Now two Republican state legislators, Sen. Chris Telfer of Bend and Rep. John Huffman of The Dalles, want to change the rule. Huffman's proposal is slightly more modest: He wants to eliminate the rule for small cities such as Prineville and Madras. Telfer's idea is to suspend it statewide for five years.

Predictably, Telfer and Huffman say it's all about creating jobs. But most of the jobs created would be either temporary (in construction) or low-wage (such as at Wal-Mart). The damage, in terms of livability, pollution and time wasted sitting in traffic, would be permanent.

But why not give Telfer's five-year-suspension idea a try, at least, and see if it helps pull Bend and the rest of Oregon out of the recession? Simply because there's no way in hell the rule will be brought back once it's gone.
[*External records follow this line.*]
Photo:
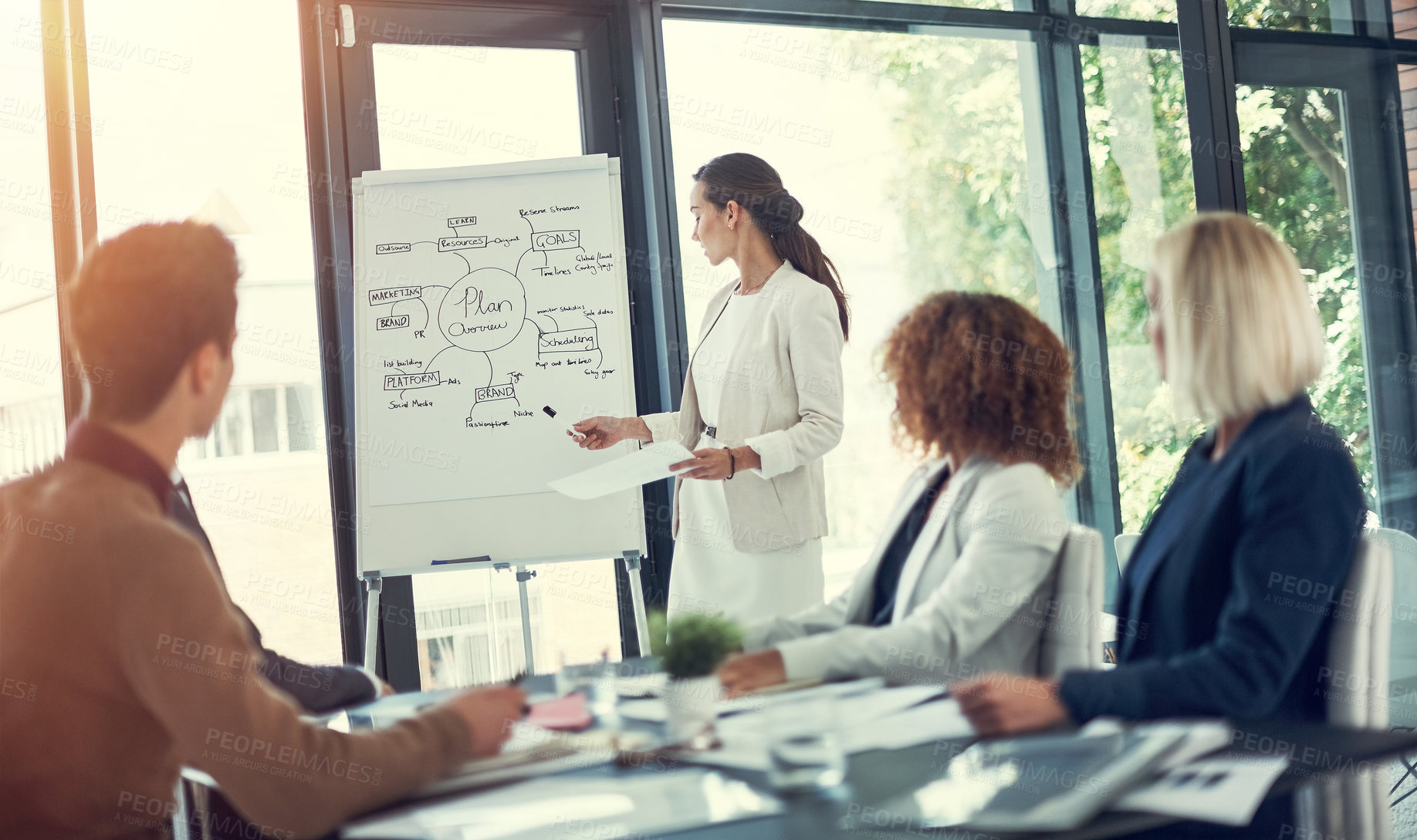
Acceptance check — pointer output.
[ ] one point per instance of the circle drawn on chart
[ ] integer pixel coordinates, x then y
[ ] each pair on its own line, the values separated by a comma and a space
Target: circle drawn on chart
483, 311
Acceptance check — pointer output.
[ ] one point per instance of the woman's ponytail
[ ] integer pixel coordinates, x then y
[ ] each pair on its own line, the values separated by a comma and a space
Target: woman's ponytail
757, 187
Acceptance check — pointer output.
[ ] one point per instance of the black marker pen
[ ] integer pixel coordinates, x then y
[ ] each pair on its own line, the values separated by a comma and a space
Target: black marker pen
550, 413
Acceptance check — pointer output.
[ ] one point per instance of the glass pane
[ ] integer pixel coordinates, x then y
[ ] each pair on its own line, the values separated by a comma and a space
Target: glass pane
1315, 16
1402, 373
1405, 25
299, 407
915, 180
32, 372
527, 106
1130, 8
234, 155
264, 437
1296, 174
1020, 5
1140, 147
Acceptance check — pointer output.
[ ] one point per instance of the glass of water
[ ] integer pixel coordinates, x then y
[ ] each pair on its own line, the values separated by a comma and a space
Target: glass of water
803, 748
597, 682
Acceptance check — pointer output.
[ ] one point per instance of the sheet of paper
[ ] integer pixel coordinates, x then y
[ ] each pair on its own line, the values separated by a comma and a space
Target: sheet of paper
867, 723
649, 464
1202, 737
622, 806
856, 700
920, 724
1223, 791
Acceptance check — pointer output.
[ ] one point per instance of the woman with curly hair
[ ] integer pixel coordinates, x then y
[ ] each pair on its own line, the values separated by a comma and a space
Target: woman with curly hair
959, 580
1267, 493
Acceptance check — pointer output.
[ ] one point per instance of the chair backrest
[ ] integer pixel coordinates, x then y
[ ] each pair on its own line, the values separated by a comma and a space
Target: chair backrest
1361, 639
1124, 545
1356, 690
1073, 633
1403, 663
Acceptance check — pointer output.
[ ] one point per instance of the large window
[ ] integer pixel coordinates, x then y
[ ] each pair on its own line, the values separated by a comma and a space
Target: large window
1297, 181
32, 370
233, 153
1140, 147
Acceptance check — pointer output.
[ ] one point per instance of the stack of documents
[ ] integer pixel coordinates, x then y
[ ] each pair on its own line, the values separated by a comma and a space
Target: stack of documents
878, 718
641, 805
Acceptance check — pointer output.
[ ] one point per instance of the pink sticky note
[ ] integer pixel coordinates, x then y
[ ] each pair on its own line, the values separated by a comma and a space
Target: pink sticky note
563, 713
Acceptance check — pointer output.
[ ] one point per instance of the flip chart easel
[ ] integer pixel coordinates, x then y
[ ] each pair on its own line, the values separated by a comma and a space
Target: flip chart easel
481, 295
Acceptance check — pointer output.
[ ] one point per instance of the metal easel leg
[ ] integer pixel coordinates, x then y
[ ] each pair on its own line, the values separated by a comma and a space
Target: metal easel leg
373, 585
637, 594
523, 575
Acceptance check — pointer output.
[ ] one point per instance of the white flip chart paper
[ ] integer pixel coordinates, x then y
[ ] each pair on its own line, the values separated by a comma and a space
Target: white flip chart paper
639, 467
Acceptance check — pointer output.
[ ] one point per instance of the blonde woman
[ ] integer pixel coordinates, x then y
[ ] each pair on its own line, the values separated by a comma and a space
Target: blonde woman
1267, 494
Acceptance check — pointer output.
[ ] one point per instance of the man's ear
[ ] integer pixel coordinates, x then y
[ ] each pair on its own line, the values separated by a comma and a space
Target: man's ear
206, 364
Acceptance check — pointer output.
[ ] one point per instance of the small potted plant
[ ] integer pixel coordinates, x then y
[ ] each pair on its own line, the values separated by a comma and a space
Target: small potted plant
691, 648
It's not hard to predict the rationalizations: The economy still isn't that strong, reinstating the rule would inflict hardship on cities and developers, yada-yada-yada.

Anyway, Bend's economy isn't on the skids because state regulations make development too tough; it's in that lamentable situation because it - and, to a great extent, the entire state's economy - depended too much on the volatile construction industry, and when the real estate bubble went pop there was nothing else to fall back on.

Telfer's and Huffman's idea, in a way, reflects the same sort of reckless buy-now, pay-later mentality that caused the bubble and subsequent disastrous bust. Instead of paying the bill for development as we go, they want to let development proceed full speed ahead now and worry about the tab later, when more development (presumably) will generate more revenue to cover it.

It's a sort of Ponzi scheme, and like all Ponzi schemes it comes to grief sooner or later - as everybody in Bend should have learned by now. The transportation planning rule is simple common sense, and for wanting to scrap it Telfer and Huffman deserve THE BOOT.